The study, published in the journal Sleep Medicine, looked at people who had been asked in previous research whether they were “definitely” a morning or evening person, “somewhat” a morning or evening person, or neither .

Hardened arteries occurred in about 22 percent of early risers, compared to nearly 41 percent of true night owls.

Those who said they were serious evening people were 90 percent more likely than true morning people to have hardened arteries, after other factors such as weight, physical activity and alcohol consumption were taken into account.

The researchers then examined people’s risk of developing cardiovascular disease in the next ten years. This risk is determined by age, gender, blood pressure, “bad” cholesterol levels and smoking habits.

Night owls at high risk of cardiovascular disease were apparently 15 times more likely to have calcified arteries than other people at low risk of cardiovascular disease.

How much sleep should you get? AND WHAT TO DO IF YOU HAVE TROUBLE GETTING ENOUGH?

little child (3-5 years): 10 am. – 1 p.m

school age (6-13 years): 9 am. until 11 am

teenager (14-17 years): 8-10 hours

Young adult (18-25) 7-9 hours

Adult (26-64): 7-9 hours

Older adult (65 or more) 7-8 hours

Source: Sleep Foundation

What can I do to improve my sleep?

1) Limit screen time an hour before bedtime

Our body has an internal “clock” in the brain that regulates our daily rhythm.

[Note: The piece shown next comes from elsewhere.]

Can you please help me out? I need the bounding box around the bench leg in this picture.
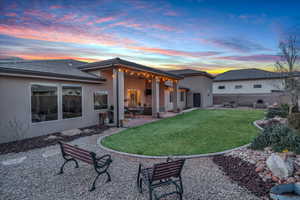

Cell phones, laptops and televisions emit blue light, which sends signals to our brain to keep us awake.

2) Use your “racing spirit”.

Take 5-10 minutes before bed to sit down with a notebook and write down a list of everything you need to do the next day.

3) Avoid caffeine after lunch

If you want a hot drink in the afternoon or evening, choose decaffeinated tea or coffee.

4) Maintain a cool bedroom temperature

Keep bedroom thermostats at around 18°C. In the spring/summer try sleeping with your bedroom window open to lower the temperature and increase ventilation.

5) Limit alcohol consumption in the evening

Although you may find it easier to fall into deep sleep initially, you will wake up frequently during the night and have poorer overall deep sleep.

6) Supplement vitamin D

Vitamin D plays a role in sleep. Vitamin D is widely available online and in most pharmacies.

If you are unsure whether it is suitable and how much you need, ask your GP for advice.

7) Ensure adequate intake of magnesium and zinc

Foods high in magnesium include spinach, kale, avocado, bananas, cashews and seeds.

Foods high in zinc include meat, oysters, crab, cheese, cooked lentils and dark chocolate (70%+).